I spoke to a local coffee shop about selling some photos on consignment. I have (2) 8x10 photos that are matted and framed to size 11x14. I have about $30 invested in each photo. What is a fair price to ask?

Also, should I have some kind of written agreement with the coffee shop, stating the asking price, how long they will keep the prints, their % of the sale etc? This is my first time selling prints like this, just looking for any advice.


----------



## Mitica100 (Dec 23, 2008)

flyinsalt said:


> I spoke to a local coffee shop about selling some photos on consignment. I have (2) 8x10 photos that are matted and framed to size 11x14. I have about $30 invested in each photo. What is a fair price to ask?
> 
> Also, should I have some kind of written agreement with the coffee shop, stating the asking price, how long they will keep the prints, their % of the sale etc?

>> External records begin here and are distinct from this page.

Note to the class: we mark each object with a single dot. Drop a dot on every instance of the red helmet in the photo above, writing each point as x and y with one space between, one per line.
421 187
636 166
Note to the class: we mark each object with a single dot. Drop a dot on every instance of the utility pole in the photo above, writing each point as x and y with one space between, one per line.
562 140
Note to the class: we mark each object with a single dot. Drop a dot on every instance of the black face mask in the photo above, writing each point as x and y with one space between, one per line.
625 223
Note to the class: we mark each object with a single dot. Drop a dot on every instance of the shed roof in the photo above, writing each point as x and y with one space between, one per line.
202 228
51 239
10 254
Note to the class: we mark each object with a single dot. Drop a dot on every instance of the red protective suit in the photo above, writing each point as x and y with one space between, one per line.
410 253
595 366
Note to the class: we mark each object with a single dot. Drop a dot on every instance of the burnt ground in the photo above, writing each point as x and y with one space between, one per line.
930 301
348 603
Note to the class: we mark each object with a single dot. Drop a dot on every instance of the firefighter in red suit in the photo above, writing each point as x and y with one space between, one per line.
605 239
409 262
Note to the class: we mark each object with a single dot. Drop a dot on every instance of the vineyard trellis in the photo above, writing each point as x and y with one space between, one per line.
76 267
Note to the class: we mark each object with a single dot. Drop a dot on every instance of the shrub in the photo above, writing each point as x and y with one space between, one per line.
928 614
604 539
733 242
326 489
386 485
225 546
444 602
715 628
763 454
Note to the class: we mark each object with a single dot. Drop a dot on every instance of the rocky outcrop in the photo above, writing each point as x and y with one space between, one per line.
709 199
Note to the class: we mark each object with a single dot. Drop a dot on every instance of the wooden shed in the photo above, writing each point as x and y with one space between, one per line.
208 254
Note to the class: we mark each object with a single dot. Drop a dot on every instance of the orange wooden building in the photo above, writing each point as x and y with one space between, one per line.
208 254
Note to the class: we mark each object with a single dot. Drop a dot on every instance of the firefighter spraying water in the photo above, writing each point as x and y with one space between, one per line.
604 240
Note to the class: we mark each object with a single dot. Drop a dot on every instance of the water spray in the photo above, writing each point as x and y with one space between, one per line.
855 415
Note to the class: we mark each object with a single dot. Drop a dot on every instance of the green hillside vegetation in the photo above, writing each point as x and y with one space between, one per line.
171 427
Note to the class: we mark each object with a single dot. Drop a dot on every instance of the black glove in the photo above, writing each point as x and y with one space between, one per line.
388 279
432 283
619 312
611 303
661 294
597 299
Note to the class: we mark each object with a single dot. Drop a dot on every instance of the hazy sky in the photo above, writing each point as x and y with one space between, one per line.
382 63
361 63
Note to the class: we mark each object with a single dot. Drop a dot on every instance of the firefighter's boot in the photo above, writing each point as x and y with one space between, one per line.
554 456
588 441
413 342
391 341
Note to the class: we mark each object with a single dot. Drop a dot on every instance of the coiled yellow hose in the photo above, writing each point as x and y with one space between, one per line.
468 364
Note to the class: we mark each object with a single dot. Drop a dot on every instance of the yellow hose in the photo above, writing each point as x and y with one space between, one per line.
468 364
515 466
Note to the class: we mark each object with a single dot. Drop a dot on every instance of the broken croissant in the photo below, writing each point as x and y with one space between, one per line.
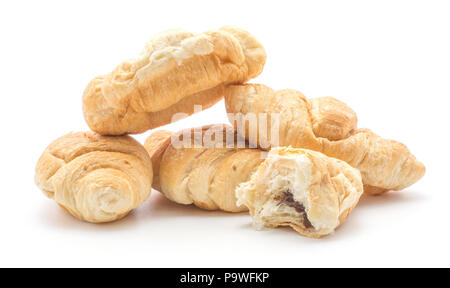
175 71
202 173
95 178
325 125
303 189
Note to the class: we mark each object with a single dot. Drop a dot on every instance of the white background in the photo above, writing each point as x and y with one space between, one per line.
388 60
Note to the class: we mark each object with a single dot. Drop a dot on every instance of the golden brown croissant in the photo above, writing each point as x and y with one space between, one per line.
205 175
303 189
95 178
325 125
175 71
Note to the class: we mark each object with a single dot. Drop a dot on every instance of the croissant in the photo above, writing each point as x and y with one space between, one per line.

This is my first time selling prints like this, just looking for any advice.



As a coffee shop owner, best bet is to have an agreement in writing. That will cover you and the owner of the shop in case of a misunderstanding.

As for a fair price, you are the one who can establish that, taking in consideration the amount of work and material you put into each picture/photo. I have had local photographers asking for $295.00 a picture, but they were done in Plexi-Mount and 16x20. 

Keep in mind that the coffee shop will charge you anywhere between 25% and 40% per picture sold, as commission.

Let me know if you have other questions...


----------